Frage an Martin Neumann von Florian K. bezüglich Wissenschaft, Forschung und Technologie

Sehr geehrter Herr Prof. Dr. Neumann,

warum ist das sog. Homeschooling ("Schule zu Hause") in Deutschland nicht oder nur unter erheblich erschwerten Bedingungen legal? Prof. Volker Ladenthin von der Uni Bonn hat auf verschiedene Umstände aufmerksam gemacht, unter denen eine Verpflichtung der Kinder, Bildung allein in Form einer staatlichen Schulpflicht wahrzunehmen, in zahlreichen Fällen zu Problemen führen, z.B. bei Kindern, die Schwierigkeiten im sozialen Bereich o.ä. haben. (vgl. z.B. "Homeschooling", Bonn 2010)

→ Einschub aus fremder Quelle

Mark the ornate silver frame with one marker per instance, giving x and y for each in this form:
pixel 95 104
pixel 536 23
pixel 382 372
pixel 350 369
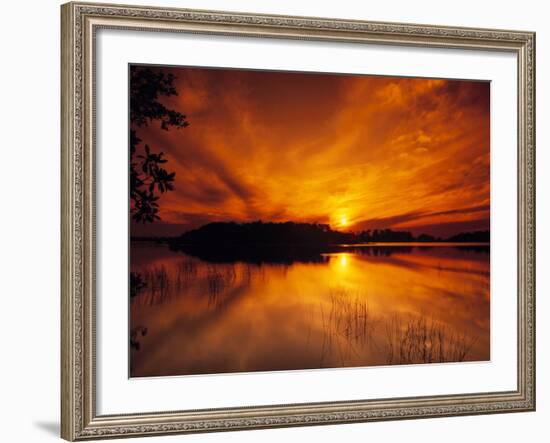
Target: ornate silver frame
pixel 79 420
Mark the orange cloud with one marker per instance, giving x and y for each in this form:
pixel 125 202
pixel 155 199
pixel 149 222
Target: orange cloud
pixel 402 153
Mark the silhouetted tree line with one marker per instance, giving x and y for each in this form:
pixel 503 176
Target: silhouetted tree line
pixel 231 233
pixel 148 177
pixel 472 237
pixel 260 233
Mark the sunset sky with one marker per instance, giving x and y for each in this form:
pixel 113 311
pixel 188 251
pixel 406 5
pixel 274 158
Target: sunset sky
pixel 356 152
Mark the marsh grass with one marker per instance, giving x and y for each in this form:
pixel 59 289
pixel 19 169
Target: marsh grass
pixel 348 324
pixel 412 339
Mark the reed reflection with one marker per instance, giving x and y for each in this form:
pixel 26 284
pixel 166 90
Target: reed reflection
pixel 354 306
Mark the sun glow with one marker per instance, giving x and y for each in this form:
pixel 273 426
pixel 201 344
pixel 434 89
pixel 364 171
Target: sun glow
pixel 343 221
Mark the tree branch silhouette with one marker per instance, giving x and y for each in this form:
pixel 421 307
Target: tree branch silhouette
pixel 148 177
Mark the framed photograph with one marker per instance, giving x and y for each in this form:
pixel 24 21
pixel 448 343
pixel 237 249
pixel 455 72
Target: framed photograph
pixel 282 221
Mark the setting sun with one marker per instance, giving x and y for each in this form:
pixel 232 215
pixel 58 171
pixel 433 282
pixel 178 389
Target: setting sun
pixel 343 221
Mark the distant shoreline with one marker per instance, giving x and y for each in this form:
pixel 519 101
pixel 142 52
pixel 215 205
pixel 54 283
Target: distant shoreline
pixel 341 245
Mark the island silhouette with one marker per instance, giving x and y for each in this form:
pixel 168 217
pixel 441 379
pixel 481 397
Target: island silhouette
pixel 289 242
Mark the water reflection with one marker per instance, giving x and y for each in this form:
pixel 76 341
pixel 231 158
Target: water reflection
pixel 354 306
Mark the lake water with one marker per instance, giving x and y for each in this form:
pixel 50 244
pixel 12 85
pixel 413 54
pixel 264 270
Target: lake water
pixel 359 306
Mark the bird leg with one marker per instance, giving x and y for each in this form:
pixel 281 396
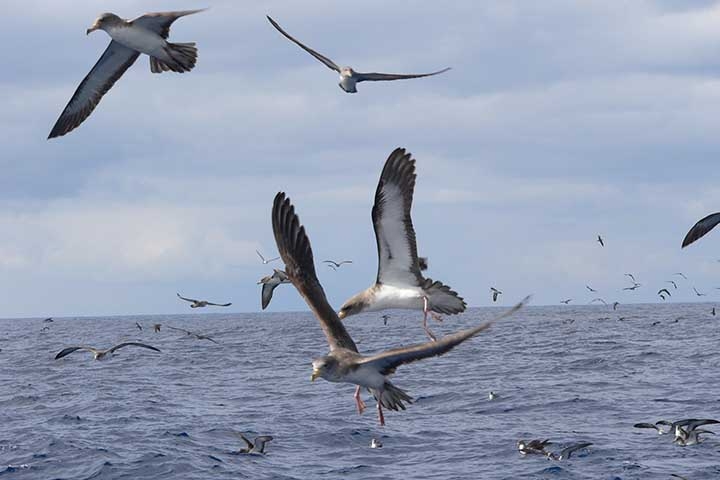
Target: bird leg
pixel 425 313
pixel 358 401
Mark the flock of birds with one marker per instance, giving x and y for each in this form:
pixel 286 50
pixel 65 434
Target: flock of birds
pixel 400 281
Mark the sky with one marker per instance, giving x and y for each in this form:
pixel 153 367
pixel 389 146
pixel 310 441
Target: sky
pixel 560 120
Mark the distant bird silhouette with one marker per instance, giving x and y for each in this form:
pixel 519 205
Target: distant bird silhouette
pixel 701 228
pixel 202 303
pixel 265 262
pixel 698 293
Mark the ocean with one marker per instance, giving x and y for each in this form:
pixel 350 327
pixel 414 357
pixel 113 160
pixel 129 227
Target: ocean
pixel 566 373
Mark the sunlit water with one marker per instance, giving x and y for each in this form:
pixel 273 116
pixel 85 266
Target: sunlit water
pixel 144 415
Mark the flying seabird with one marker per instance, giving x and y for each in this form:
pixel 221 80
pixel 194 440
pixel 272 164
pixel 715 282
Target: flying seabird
pixel 256 446
pixel 269 283
pixel 146 34
pixel 335 264
pixel 265 262
pixel 701 228
pixel 349 77
pixel 344 364
pixel 101 354
pixel 399 283
pixel 566 452
pixel 198 336
pixel 202 303
pixel 533 446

Warum kann den betreffenden Eltern nicht ermöglicht werden, die Schulbildung selbst in die Hand zu nehmen? Länder wie Österreich, Spanien, Schweiz, Großbritannien, Italien Irland, Belgien, Schweden, Portugal, USA sehen jedenfalls keinen Bedarf, Eltern staatlich zu bevormunden, sondern haben vielmehr Modelle entwickelt, welche die Bildungspflicht auch für Kinder, die keine Schule besuchen, in einem hilfreichen Rahmen sicherstellen können.

Mir sind ferner keine belastbaren Daten bekannt, die dafür sprechen, dass eine sinnvolle Regelung von Homeschooling die entsprechenden Kinder sozial benachteiligt.

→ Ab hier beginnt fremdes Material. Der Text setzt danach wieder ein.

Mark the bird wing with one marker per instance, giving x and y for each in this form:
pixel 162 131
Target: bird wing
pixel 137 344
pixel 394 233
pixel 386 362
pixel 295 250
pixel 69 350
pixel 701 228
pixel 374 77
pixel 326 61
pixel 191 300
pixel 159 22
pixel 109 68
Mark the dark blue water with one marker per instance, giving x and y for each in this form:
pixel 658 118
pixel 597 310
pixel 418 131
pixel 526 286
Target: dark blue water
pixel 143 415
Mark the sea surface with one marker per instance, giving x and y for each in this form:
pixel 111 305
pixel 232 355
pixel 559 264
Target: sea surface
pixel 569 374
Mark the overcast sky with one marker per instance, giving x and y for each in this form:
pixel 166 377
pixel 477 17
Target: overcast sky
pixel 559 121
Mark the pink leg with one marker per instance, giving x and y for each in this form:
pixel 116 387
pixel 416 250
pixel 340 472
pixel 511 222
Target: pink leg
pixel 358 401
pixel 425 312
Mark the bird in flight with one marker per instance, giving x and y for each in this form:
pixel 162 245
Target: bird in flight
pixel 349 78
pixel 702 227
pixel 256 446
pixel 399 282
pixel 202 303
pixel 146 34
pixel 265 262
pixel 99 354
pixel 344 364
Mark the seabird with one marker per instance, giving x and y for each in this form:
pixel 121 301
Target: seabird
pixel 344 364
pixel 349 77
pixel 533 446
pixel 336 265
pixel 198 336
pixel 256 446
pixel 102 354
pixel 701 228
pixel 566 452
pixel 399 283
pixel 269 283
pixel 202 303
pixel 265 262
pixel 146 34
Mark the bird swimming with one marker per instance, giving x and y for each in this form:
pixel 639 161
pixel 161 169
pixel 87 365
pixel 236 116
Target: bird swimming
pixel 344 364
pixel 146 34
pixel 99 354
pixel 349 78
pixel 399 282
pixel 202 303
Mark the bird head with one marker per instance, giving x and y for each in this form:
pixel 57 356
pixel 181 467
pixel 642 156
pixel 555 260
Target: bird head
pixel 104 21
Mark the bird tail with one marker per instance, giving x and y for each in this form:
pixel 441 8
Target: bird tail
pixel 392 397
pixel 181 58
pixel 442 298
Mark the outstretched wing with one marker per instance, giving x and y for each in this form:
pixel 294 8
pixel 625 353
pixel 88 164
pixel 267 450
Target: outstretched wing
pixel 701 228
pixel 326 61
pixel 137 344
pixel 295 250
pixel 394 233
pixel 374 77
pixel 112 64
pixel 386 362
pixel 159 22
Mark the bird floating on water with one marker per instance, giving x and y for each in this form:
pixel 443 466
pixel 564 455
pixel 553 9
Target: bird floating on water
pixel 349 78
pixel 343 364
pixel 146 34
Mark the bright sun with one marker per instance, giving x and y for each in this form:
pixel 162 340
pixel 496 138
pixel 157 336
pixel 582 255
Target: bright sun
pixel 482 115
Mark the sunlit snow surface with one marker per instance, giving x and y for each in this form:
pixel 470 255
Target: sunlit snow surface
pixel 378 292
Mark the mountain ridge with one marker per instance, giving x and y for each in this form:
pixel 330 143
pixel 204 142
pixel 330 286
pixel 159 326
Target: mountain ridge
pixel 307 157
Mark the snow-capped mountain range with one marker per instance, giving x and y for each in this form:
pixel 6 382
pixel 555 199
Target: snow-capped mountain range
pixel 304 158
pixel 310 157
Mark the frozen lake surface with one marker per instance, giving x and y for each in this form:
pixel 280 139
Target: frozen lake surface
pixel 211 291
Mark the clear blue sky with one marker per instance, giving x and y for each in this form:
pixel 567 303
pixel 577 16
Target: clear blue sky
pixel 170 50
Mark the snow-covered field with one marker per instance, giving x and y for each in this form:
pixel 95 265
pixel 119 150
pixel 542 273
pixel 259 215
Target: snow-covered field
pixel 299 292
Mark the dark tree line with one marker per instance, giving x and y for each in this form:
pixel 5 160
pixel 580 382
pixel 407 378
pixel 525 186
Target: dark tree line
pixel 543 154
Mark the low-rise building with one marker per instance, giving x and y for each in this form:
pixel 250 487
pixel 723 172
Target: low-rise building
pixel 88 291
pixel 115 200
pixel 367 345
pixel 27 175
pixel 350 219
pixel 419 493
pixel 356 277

Wie lautet Ihre Position bzw. die Position Ihrer Partei zu diesem Thema? Was werden Sie politisch für diejenigen Eltern unternehmen, die sich durch die staatliche Schulpflicht heute in ihrer Erziehungsaufgabe eingeschränkt fühlen, bzw. deren Kinder darunter leiden?

mit freundlichen Grüßen,

Florian Kraemer.

Prof. Dr.-Ing. Martin Neumann MdB
Antwort von
FDP

Sehr geehrter Herr Kraemer,

ich danke Ihnen vielmals für Ihre Anfrage zum Thema Homeschooling, zu welchem ich Ihnen gerne meine Position darlegen werde.
Jedes Kind ist anders und braucht eine individuelle Form der Betreuung und Bildung. In diesem grundsätzlichen Punkt teile ich die Auffassung der Befürworter von Homeschooling. Jedoch bin ich der Meinung, dass sich der Blick der Befürworter von Homeschooling zu sehr auf die reine Wissensvermittlung beschränkt. Denn oftmals wird vergessen, dass die gemeinsame Bildung in der Schule auch eine elementare Vorbereitung auf das Miteinander in Beruf und Gesellschaft ist. Soziale Kompetenzen werden meines Erachtens auch in Schulen herausgebildet, wo sich Kinder tagtäglich begegnen und bei der eigenen charakterlichen sowie sozialen Entfaltung gemeinsam begleiten. Wie wichtig die Schule als Instrument für die individuelle und gesellschaftliche Entwicklung ist, zeigen die aktuellen Diskussionen entlang der sozialen Herausforderungen und der Inklusion von Kindern mit Migrationshintergrund oder Behinderung.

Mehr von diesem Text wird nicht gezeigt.